From the Guidelines
Mupirocin is the primary topical antibiotic recommended for treating localized MRSA skin infections, applied as a 2% ointment to the affected area three times daily for 5-10 days. This recommendation is based on the most recent and highest quality study available, which suggests that mupirocin is effective in treating minor skin infections, such as impetigo, and secondarily infected skin lesions, including those caused by MRSA 1.
Key Points to Consider
- Mupirocin is typically applied as a 2% ointment (brand name Bactroban) to the affected area three times daily for 5-10 days.
- For nasal decolonization, mupirocin is applied inside each nostril twice daily for 5 days.
- Retapamulin (Altabax) is an alternative option for skin infections, applied twice daily for 5 days.
- Topical antibiotics work by disrupting bacterial protein synthesis, preventing MRSA from reproducing.
- It's essential to complete the full course of treatment even if symptoms improve quickly and combine antibiotic treatment with proper wound care, including regular cleaning and covering the infected area to prevent spread to others.

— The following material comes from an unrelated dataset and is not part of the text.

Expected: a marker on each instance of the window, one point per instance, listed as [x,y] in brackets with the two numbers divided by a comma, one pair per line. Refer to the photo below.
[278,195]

Important Considerations for Treatment
- The use of topical antibiotics, such as mupirocin, should be guided by knowledge of local patterns of susceptibility of S. aureus, especially local rates of MRSA 1.
- For more extensive MRSA infections, topical treatment alone is usually insufficient, and oral antibiotics like trimethoprim-sulfamethoxazole, doxycycline, or linezolid may be necessary 1.

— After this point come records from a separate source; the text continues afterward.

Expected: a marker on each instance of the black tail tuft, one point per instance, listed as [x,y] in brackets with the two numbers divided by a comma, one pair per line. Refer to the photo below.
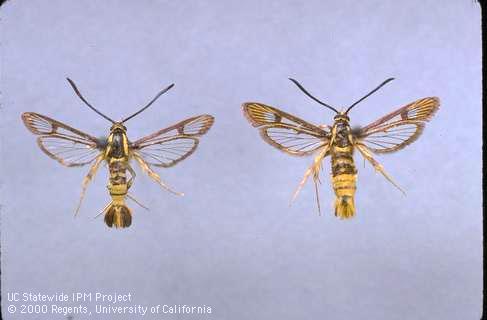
[118,216]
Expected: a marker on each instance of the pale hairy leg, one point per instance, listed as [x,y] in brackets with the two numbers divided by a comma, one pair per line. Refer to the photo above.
[87,180]
[377,166]
[313,169]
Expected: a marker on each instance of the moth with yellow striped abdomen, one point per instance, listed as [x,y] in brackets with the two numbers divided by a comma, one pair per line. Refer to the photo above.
[298,137]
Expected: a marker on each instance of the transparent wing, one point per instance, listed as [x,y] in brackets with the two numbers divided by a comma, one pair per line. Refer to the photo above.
[399,128]
[169,146]
[284,131]
[68,146]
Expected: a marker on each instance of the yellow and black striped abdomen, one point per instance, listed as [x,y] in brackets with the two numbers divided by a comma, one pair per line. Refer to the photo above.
[344,177]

- The choice of antibiotic should be based on the severity of the infection, the presence of systemic illness, and the patient's underlying health status 1.
References to Support Recommendations
The recommendations provided are supported by studies published in reputable journals, including Pediatrics 1 and Clinical Infectious Diseases 1, which emphasize the importance of proper antibiotic use and wound care in the treatment of MRSA infections.
From the Research
Topical Antibiotics for MRSA
- Mupirocin is a topical antibiotic that has been shown to be effective in treating MRSA infections, particularly in burn wounds 2, 3.
- Studies have demonstrated that mupirocin can eliminate MRSA in burn wounds, with a maximum therapeutic response seen within 4 days 2.
- Mupirocin has been recommended for use on a selective basis, when current prophylactic topical therapy has failed to control MRSA infection in burns of less than 20% of the total body surface area, and for a limited period of 5 days 2.
- However, the emergence of mupirocin resistance, both high- and low-level, has been reported, which can reduce the effectiveness of decolonizing strategies for S. aureus or MRSA 4, 5.
- Retapamulin is another topical antibiotic that has been approved for the treatment of uncomplicated superficial skin infections caused by Staphylococcus aureus (excluding MRSA) and Streptococcus pyogenes, but its efficacy against MRSA is reduced 6.